Another pause in which Kelly mentally reviewed his glowing past. He shook his head and smiled a sad smile. “If you could 'a' seen me ten years ago!”
Kelly told me the story of his life more or less in detail some days later. I say advisedly “more or less.” Considering the reputation he had given himself, I am relieved to be able to note that he must have left some bits out, though goodness knows he put enough in. But Kelly's matrimonial romance must be told.
Kelly went with a peach of a girl in the years gone by—swellest little kid—gee! he respected that girl—never laid hands on her. She wanted to go back to the old country for a visit, so he paid her way there and back—one hundred and sixty-five dollars it had cost him. Coming home from a ball where Kelly had been manager—this at 4 A.M.—a remark of the girl's led Kelly to suspect she was not the stainless bit of perfection his love had pictured.
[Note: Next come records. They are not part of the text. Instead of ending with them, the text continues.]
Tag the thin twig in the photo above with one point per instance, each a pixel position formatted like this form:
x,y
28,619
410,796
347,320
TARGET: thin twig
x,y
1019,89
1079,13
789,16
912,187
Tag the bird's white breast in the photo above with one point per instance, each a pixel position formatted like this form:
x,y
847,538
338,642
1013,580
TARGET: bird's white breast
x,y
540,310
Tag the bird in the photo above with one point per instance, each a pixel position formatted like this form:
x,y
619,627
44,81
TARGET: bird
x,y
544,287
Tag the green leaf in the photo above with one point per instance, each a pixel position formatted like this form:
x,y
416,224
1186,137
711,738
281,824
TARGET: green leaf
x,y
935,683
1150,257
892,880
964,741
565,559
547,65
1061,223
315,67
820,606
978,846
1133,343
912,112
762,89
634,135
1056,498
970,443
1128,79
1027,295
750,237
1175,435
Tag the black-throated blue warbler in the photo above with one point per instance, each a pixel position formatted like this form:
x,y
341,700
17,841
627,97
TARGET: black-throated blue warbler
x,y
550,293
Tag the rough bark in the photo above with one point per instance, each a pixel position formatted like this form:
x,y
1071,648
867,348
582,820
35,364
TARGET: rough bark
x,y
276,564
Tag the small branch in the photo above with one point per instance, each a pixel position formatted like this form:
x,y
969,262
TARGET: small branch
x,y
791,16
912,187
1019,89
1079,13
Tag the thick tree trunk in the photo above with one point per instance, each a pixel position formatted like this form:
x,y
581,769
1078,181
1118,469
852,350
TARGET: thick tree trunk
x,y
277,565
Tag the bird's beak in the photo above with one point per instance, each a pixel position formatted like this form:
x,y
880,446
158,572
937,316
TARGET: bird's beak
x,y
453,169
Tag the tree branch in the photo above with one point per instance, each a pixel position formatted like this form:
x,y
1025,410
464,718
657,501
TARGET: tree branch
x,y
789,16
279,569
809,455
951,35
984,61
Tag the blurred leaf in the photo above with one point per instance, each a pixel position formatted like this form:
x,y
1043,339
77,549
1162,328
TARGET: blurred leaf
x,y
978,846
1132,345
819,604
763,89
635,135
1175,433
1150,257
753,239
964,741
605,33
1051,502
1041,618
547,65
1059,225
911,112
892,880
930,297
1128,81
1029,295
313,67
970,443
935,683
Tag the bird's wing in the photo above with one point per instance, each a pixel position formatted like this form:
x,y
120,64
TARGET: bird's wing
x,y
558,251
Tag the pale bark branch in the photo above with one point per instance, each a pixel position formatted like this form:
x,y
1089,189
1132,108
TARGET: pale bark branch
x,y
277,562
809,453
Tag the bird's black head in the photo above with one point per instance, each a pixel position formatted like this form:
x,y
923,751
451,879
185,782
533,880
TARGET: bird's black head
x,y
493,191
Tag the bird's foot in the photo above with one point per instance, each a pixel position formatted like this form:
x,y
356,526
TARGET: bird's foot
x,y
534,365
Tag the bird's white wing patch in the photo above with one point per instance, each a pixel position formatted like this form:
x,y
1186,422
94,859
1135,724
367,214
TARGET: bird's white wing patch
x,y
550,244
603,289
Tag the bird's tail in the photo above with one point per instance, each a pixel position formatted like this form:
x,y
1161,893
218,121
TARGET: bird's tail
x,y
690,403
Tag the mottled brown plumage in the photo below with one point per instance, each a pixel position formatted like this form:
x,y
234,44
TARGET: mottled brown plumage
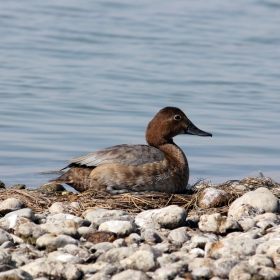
x,y
162,166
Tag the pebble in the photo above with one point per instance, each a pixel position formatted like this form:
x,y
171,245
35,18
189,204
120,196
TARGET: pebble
x,y
10,204
261,198
155,244
212,197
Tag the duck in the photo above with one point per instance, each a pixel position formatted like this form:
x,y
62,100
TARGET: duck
x,y
160,166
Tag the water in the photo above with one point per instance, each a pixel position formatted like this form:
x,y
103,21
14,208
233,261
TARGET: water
x,y
81,76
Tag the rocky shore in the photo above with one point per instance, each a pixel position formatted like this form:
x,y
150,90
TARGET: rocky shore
x,y
68,240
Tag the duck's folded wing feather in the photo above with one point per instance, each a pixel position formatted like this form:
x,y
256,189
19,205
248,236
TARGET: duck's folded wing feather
x,y
125,154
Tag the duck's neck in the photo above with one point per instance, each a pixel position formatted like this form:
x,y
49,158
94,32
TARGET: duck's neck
x,y
174,155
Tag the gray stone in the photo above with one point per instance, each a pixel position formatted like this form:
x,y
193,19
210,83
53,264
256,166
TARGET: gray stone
x,y
63,257
197,263
13,219
140,260
151,236
120,242
52,270
10,204
269,248
121,228
25,212
99,216
15,274
211,223
218,224
169,217
261,198
5,236
102,246
156,252
116,254
5,257
60,228
246,223
270,273
257,261
197,253
167,259
67,220
130,274
223,266
76,251
202,273
85,230
242,269
238,247
29,232
199,240
133,239
58,207
51,242
212,197
165,273
179,235
192,221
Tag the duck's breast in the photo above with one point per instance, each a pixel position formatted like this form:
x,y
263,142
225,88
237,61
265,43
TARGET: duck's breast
x,y
126,154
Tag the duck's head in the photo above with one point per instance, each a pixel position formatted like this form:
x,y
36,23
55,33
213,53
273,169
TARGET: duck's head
x,y
169,122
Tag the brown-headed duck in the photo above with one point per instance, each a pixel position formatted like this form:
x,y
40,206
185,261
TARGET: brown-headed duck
x,y
159,166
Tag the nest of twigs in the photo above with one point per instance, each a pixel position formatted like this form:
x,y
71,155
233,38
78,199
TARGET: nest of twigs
x,y
40,201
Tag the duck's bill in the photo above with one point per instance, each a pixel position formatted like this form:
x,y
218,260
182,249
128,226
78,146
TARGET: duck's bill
x,y
193,130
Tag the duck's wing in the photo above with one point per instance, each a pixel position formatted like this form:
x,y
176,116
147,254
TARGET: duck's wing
x,y
125,154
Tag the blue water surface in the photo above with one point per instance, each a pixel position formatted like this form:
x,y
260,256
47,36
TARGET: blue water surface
x,y
80,76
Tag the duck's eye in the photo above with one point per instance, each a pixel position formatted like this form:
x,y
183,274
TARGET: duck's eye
x,y
177,118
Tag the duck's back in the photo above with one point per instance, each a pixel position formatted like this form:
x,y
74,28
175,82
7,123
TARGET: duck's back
x,y
126,154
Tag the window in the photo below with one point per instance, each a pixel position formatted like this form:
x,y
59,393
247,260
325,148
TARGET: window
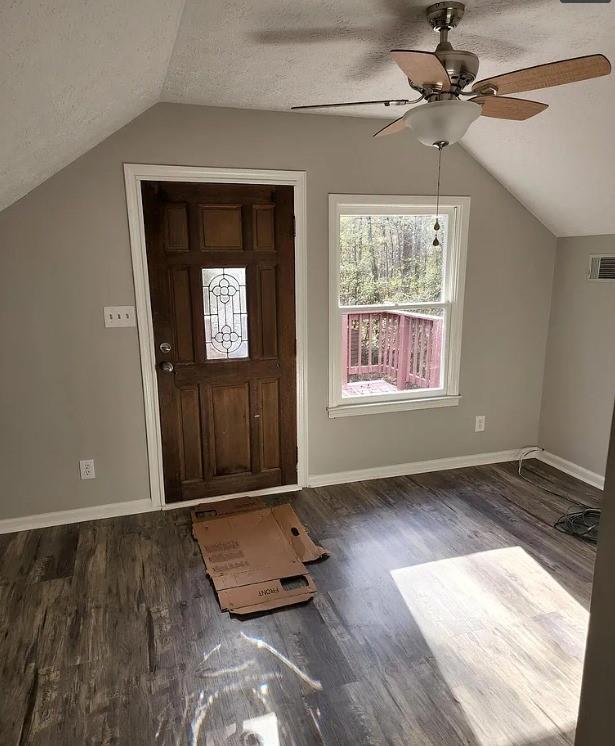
x,y
396,302
225,313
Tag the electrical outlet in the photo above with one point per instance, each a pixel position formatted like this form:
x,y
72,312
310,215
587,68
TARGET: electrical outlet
x,y
120,316
86,469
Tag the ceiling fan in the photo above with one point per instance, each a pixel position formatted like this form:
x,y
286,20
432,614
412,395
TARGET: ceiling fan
x,y
440,78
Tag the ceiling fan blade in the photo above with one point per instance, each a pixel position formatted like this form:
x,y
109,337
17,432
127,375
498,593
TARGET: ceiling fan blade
x,y
393,128
385,102
500,107
547,76
422,68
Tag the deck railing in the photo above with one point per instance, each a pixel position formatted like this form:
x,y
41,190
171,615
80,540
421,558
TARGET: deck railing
x,y
401,347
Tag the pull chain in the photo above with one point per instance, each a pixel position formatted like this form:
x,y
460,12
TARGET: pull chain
x,y
440,146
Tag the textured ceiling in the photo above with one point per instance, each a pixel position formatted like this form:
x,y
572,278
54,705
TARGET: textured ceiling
x,y
81,70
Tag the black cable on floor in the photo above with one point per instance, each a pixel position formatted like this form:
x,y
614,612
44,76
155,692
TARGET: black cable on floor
x,y
579,520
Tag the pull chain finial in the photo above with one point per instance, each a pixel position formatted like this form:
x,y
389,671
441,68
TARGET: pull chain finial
x,y
440,145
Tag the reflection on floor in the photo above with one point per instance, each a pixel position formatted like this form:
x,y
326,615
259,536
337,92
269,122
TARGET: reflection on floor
x,y
368,388
449,613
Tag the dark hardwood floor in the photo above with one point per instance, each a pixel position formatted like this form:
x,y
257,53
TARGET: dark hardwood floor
x,y
450,612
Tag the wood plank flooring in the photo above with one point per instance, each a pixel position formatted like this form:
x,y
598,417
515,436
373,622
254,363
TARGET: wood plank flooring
x,y
450,612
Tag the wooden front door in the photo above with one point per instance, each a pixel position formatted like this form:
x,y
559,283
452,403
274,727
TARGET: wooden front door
x,y
221,273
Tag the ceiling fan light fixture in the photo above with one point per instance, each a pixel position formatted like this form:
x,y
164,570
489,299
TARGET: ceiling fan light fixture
x,y
442,121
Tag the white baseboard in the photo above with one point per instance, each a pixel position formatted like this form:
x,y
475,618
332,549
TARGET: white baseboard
x,y
416,467
132,507
60,517
580,472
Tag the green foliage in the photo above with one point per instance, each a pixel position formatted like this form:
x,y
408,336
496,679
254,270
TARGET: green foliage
x,y
390,258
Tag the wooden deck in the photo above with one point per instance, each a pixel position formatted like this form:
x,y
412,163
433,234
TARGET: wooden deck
x,y
450,612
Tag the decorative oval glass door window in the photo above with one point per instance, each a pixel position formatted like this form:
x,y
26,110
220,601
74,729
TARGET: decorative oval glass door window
x,y
225,313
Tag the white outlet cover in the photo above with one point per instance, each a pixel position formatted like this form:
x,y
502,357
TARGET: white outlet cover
x,y
86,469
120,316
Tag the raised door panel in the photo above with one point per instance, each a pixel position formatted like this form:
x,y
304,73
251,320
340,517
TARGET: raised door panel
x,y
175,228
268,311
263,227
220,227
230,429
182,308
270,424
191,435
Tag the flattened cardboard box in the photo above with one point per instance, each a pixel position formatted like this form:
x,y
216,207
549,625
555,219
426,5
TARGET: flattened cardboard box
x,y
249,549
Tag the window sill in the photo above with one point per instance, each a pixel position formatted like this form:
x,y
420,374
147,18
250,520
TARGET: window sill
x,y
351,410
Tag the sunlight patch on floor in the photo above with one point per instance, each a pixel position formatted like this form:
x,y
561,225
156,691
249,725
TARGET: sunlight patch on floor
x,y
507,638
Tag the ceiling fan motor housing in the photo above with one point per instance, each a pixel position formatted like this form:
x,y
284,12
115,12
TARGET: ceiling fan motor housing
x,y
462,67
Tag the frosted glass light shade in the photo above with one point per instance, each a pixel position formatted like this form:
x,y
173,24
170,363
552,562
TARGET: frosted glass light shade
x,y
442,121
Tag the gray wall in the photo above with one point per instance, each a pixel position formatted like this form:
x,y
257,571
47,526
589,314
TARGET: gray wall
x,y
579,383
71,389
595,725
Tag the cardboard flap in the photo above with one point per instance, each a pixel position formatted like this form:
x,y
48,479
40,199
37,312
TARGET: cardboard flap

So after three years of constant devotion Kelly felt that he had been sold out. He turned around and said then and there to his fair one, “You go to hell!” He never laid eyes on her again.
A few years later Kelly met an American girl. He went with her three years, was making seventy-five dollars a month, had saved eight hundred and seventy-six dollars, and in addition possessed one hundred and ten dollars in life insurance. So he asked the lady to marry him. Y' know w'at she said to Kelly? Kelly leaned his shaggy mop of hair my way. She said, “I won't marry nobody on seventy-five dollars a month!” Again Kelly's manhood asserted itself. Do you know w'at Kelly said to her? He says, says he, once more, “You go to hell!” He quit.
Whereupon Kelly drew out every cent he possessed and sailed for Europe. When he landed again in New York City, d' y'know how much money Kelly had in his pocket? Thirty-five cents. Then he went West for seven or eight years, and tore up the country considerable, Kelly did. He came back to New York again, again minus cash. A few days after his return the girl of eight years before met him by appointment at the Grand Central Station. What d' y'know? She asked Kelly to marry her—just like that. Heck! by that time Kelly didn't give a darn one way or the other. She bought the ring, she hired the minister, she did the whole business. Kelly married her—that's the wife he's got right now.
One of Kelly's steady, dependable waiters approached about 5 P.M. “Say, girl, I like you!” Of course, the comeback for that now, as always, was, “Aw go-an!”
“Sure, I like you. Say, how about goin' out this evening with me? We'll sure do the old town!”
“I say, you sound like as if you got all of twenty-five cents in your pocket!”